Singapore’s transformation from a trading outpost to a high-income global city exemplifies how policy clarity and execution can redefine a nation’s trajectory.
China: Reform and Opening Up
China’s shift from strict central planning to a market-oriented economy in 1978 under Deng Xiaoping unleashed decades of growth. Massive infrastructure investments, manufacturing scale, and export focus turned it into the “world’s factory.”
While its model may not be fully replicable, China’s leap reflects the power of decisive reform and integration with global markets.
Vietnam: The Doi Moi Revolution
Following war and stagnation, Vietnam’s Doi Moi reforms in the 1980s liberalized the economy and opened it to foreign investment and global supply chains. The result: rapid poverty reduction and integration into the modern global economy.
India’s Wake-Up Call
Analysts across the board are echoing Kant’s assessment: while Trump’s tariffs will hurt in the short term, they may serve as a “wake-up call” for Indian industry and policymakers. Robinder Sachdev, President and Vice Chairman of the Imagindia Institute, a prominent public voice, summed it up succinctly: Indian work force should shift to a six-day workweek, which represent a 20% increase in available labour time, hence, increasing the GDP by 2% in one year.
There is a consensus that India must:
Modernize its manufacturing ecosystem to boost productivity and quality.
Streamline trade and industrial policies, removing bureaucratic hurdles.
Invest in workforce skills and technology, especially in sectors like semiconductors, EVs, and AI.
Diversify export markets, reducing overdependence on any single nation.
Encourage domestic firms to move up the value chain and aim for global leadership.
Complacency is No Longer an Option
For decades, India’s export strategy has depended heavily on cost competitiveness and favorable trade preferences. The Trump tariffs have now shaken that foundation. They also underscore a deeper vulnerability, an overreliance on low-margin manufacturing and fragile global goodwill.

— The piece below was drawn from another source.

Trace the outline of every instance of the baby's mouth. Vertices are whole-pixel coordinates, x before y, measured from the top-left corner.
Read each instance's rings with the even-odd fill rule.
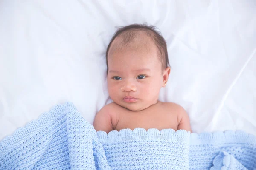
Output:
[[[137,99],[138,99],[134,98],[133,97],[131,97],[131,96],[126,96],[126,97],[124,97],[122,99],[122,100],[124,102],[127,102],[128,103],[131,103],[131,102],[136,102]]]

To stay competitive, Indian firms must produce world-class goods, not just low-cost alternatives. This requires a nationwide effort from government policy to corporate boardrooms to factory floors.
India’s “tariff Deewaar”, a metaphorical wall built from protectionism, inefficiency, and complacency now stands as the ultimate test. Will India scale it like Japan, South Korea, and China once did? Or will it retreat into a shell?
Amitabh Kant believes the choice is clear.
This is India’s Agneepath. The path may be painful. But as history shows, it is also the only path to real transformation.
“Let us not waste this crisis,” Kant says. “Let us use it to become a high-quality, high-tech, globally competitive economy.”
The time for incrementalism is over. The age of reinvention has begun.